Ariberto ROQUE-SANCHEZ, Petitioner, v. William P. BARR, Attorney General, Respondent.
Decided: March 10, 2020
Before: MURGUIA, CHRISTEN, and BADE, Circuit Judges.
Cristina M. Hughes, Cristina M. Hughes, Esq., Zephyr Cove, NV, for Petitioner Jennifer Parker Levings, Senior Litigation Counsel, DOJ - U.S. Department of Justice, Civil Division/Office of Immigration Litigation, Washington, DC, Chief Counsel ICE, Office of the Chief Counsel, Department of Homeland Security, San Francisco, CA, for Respondent
Ariberto Roque-Sanchez, a native and citizen of Mexico, petitions for review of the Board of Immigration Appeals’ (“BIA”) order dismissing his appeal from an immigration judge's decision denying his application for withholding of removal and relief under the Convention Against Torture (“CAT”). We have jurisdiction under 8 U.S.C. § 1252. We review de novo questions of law, Cerezo v. Mukasey, 512 F.3d 1163, 1166 (9th Cir. 2008), except to the extent that deference is owed to the BIA's interpretation of the governing statutes and regulations, Simeonov v. Ashcroft, 371 F.3d 532, 535 (9th Cir. 2004). We review for substantial evidence the agency's factual findings. Garcia-Milian v. Holder, 755 F.3d 1026, 1031 (9th Cir. 2014). We deny in part and grant in part the petition for review, and we remand.
Substantial evidence supports the agency's denial of CAT relief because Roque-Sanchez failed to show that it is more likely than not he would be tortured by or with the consent or acquiescence of the government if returned to Mexico. See Aden v. Holder, 589 F.3d 1040, 1047 (9th Cir. 2009).
As to withholding of removal, the BIA did not err in finding that Roque-Sanchez's proposed social group “young men targeted for recruitment by the drug cartels and gangs” is not cognizable. See Reyes v. Lynch, 842 F.3d 1125, 1131 (9th Cir. 2016) (in order to demonstrate membership in a particular social group, “[t]he applicant must ‘establish that the group is (1) composed of members who share a common immutable characteristic, (2) defined with particularity, and (3) socially distinct within the society in question’ ” (quoting Matter of M-E-V-G-, 26 I. & N. Dec. 227, 237 (BIA 2014))).
The BIA also considered the proposed social group “young men returning from the United States to Mexico.” In finding that the group was not cognizable, the BIA failed to consider the age and gender characteristics of the proposed social group. See Pirir-Boc v.

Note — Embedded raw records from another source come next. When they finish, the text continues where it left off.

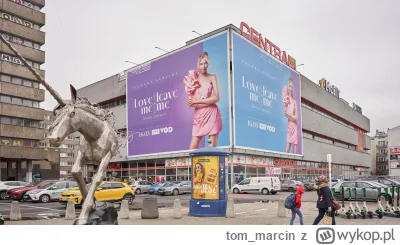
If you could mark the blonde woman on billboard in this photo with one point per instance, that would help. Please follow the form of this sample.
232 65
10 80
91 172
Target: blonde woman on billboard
291 113
203 92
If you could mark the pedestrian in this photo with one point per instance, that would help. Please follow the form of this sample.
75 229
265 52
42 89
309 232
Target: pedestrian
296 209
324 202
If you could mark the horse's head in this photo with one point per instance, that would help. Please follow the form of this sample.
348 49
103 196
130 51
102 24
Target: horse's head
66 120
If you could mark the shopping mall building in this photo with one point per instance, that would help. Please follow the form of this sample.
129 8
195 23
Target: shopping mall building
328 125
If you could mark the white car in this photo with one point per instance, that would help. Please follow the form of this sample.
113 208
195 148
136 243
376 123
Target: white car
9 185
49 192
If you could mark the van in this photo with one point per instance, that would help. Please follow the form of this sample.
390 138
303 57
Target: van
264 185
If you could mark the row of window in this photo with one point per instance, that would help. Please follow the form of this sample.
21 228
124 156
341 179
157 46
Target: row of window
19 142
21 41
328 141
310 107
19 101
20 122
114 103
19 81
27 4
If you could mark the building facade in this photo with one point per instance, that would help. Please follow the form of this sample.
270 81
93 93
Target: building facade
21 130
379 153
394 151
330 126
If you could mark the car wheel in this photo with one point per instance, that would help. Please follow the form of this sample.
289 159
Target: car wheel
44 198
3 195
129 198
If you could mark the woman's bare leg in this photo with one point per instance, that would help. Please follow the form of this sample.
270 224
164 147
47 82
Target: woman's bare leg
214 140
194 143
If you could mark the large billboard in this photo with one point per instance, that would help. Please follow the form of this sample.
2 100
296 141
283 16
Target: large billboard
176 102
267 105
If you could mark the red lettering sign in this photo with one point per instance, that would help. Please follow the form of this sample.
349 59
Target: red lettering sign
255 37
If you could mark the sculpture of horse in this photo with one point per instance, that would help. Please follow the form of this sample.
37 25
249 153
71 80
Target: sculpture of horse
100 141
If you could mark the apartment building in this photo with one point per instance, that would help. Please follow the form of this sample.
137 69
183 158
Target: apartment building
21 130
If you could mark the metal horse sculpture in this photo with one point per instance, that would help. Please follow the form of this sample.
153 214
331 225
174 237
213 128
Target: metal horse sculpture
100 141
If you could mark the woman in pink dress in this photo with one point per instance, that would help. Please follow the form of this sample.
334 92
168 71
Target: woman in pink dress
202 89
291 114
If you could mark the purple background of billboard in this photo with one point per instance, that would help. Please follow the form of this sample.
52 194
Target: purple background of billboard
296 84
181 120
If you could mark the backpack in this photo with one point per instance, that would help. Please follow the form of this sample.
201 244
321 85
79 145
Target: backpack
290 201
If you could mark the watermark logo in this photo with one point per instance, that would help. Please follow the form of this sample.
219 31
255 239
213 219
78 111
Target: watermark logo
325 235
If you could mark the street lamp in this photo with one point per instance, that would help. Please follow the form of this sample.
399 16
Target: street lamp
162 49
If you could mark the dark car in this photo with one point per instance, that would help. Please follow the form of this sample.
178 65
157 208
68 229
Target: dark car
18 193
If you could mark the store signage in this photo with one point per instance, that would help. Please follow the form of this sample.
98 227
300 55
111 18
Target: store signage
357 108
256 37
11 59
330 88
16 20
285 163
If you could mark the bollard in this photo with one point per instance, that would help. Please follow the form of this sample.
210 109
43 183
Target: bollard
150 208
70 212
177 214
230 209
124 212
282 211
15 213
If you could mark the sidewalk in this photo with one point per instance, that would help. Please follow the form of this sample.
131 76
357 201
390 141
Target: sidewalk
246 214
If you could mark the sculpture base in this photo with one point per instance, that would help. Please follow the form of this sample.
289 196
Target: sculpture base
207 208
104 214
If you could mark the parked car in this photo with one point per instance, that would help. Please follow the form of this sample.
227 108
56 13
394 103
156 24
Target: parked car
18 193
108 191
264 185
140 186
175 188
49 192
370 187
9 185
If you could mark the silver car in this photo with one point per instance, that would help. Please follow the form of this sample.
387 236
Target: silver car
176 188
49 192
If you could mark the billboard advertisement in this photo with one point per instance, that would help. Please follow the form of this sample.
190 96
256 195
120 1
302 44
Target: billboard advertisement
205 177
266 102
176 102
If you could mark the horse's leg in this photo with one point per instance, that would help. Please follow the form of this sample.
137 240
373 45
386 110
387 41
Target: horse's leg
88 205
77 174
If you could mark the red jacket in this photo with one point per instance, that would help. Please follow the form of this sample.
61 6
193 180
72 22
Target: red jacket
299 192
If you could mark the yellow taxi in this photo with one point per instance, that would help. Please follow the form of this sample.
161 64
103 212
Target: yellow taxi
108 191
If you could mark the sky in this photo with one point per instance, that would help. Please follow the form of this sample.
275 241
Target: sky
353 44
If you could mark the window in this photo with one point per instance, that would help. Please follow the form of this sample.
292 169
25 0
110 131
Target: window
5 99
17 101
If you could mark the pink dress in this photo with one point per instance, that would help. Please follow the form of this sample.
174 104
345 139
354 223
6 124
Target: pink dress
207 120
292 134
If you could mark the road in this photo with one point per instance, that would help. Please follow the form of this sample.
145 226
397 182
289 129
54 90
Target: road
29 209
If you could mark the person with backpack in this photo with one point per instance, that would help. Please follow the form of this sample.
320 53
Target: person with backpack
324 202
296 205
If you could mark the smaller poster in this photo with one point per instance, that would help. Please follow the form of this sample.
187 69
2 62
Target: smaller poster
205 177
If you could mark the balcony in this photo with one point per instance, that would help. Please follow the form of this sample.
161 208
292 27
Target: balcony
21 111
22 91
23 12
21 132
26 52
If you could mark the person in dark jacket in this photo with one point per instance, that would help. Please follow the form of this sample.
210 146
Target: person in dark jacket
324 202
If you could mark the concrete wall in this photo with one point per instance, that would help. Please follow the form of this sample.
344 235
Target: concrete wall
22 91
26 52
315 94
320 124
23 12
317 151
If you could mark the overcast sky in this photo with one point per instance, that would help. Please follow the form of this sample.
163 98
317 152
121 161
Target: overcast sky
353 44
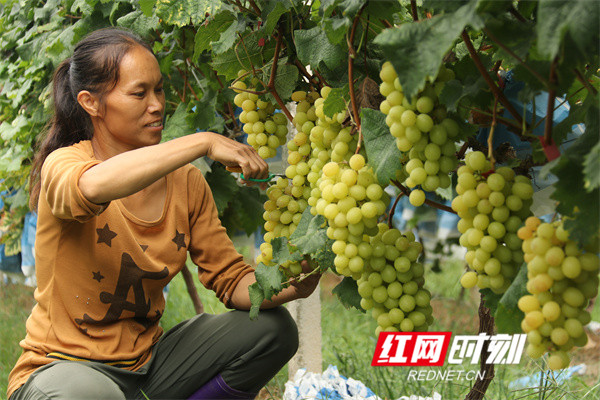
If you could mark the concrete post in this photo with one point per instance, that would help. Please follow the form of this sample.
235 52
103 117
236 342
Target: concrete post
307 314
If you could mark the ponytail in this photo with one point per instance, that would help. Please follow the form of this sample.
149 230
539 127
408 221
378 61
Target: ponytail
94 66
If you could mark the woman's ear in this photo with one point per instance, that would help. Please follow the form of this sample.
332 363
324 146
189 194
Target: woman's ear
89 102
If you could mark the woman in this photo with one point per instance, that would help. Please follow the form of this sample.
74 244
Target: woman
118 213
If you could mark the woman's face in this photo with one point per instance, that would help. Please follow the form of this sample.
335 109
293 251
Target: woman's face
132 113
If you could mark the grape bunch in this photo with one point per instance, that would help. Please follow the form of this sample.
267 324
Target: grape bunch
422 130
300 159
391 284
266 128
351 200
562 278
492 207
282 214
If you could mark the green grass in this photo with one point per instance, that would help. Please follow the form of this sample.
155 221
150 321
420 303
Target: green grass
16 302
348 342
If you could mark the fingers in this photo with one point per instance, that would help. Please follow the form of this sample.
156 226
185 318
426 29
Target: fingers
239 157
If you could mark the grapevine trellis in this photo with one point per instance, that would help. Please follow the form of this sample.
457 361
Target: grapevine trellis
386 93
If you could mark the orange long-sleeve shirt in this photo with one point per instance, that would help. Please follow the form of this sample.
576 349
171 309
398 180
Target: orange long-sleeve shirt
101 270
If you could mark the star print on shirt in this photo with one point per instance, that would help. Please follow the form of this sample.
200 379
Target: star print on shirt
179 240
98 276
105 235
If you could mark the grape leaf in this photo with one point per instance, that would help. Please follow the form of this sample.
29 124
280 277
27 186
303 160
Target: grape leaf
229 36
228 63
285 80
325 257
508 317
211 32
313 47
223 187
147 6
592 169
282 252
269 279
256 298
310 235
244 211
515 35
556 18
176 124
336 101
139 23
417 50
185 12
382 152
336 29
347 292
271 15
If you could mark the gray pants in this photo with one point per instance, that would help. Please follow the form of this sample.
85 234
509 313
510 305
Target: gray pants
246 353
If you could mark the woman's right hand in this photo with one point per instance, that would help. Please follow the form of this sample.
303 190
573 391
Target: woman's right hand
234 154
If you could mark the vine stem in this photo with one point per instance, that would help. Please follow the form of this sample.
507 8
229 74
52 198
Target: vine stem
486 325
461 153
491 136
515 56
271 84
321 79
430 203
239 5
386 23
300 277
550 106
254 7
393 210
305 73
413 10
187 84
488 79
584 81
509 123
351 55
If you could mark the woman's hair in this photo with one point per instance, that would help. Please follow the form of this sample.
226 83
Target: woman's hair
94 66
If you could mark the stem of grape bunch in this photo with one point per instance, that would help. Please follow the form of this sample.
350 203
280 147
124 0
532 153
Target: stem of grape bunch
430 203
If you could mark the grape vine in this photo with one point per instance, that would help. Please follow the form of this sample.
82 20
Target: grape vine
440 100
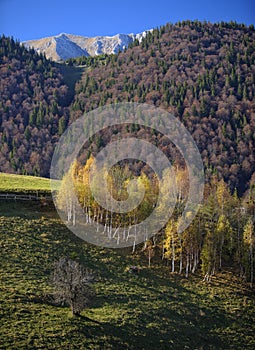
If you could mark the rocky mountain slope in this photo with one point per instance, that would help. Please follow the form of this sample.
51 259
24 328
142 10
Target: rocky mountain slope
64 46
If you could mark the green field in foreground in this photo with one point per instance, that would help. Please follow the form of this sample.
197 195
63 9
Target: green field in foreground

Holder, 750 F.3d 1077, 1084 (9th Cir. 2014) (explaining that to determine whether a group is a particular social group the agency must make a case-by-case determination as to whether the group is recognized by the particular society in question); see also Andia v. Ashcroft, 359 F.3d 1181, 1184 (9th Cir. 2004) (“In reviewing the decision of the BIA, we consider only the grounds relied upon by that agency. If we conclude that the BIA's decision cannot be sustained upon its reasoning, we must remand to allow the agency to decide any issues remaining in the case.”). Thus, we grant the petition for review as to Roque-Sanchez's withholding of removal claim, and remand to the agency for further consideration of his withholding of removal claim consistent with this disposition. See INS v. Ventura, 537 U.S. 12, 16-18, 123 S.Ct. 353, 154 L.Ed.2d 272 (2002) (per curiam).
The government shall bear the costs for this petition for review.
PETITION FOR REVIEW DENIED in part; GRANTED in part; REMANDED.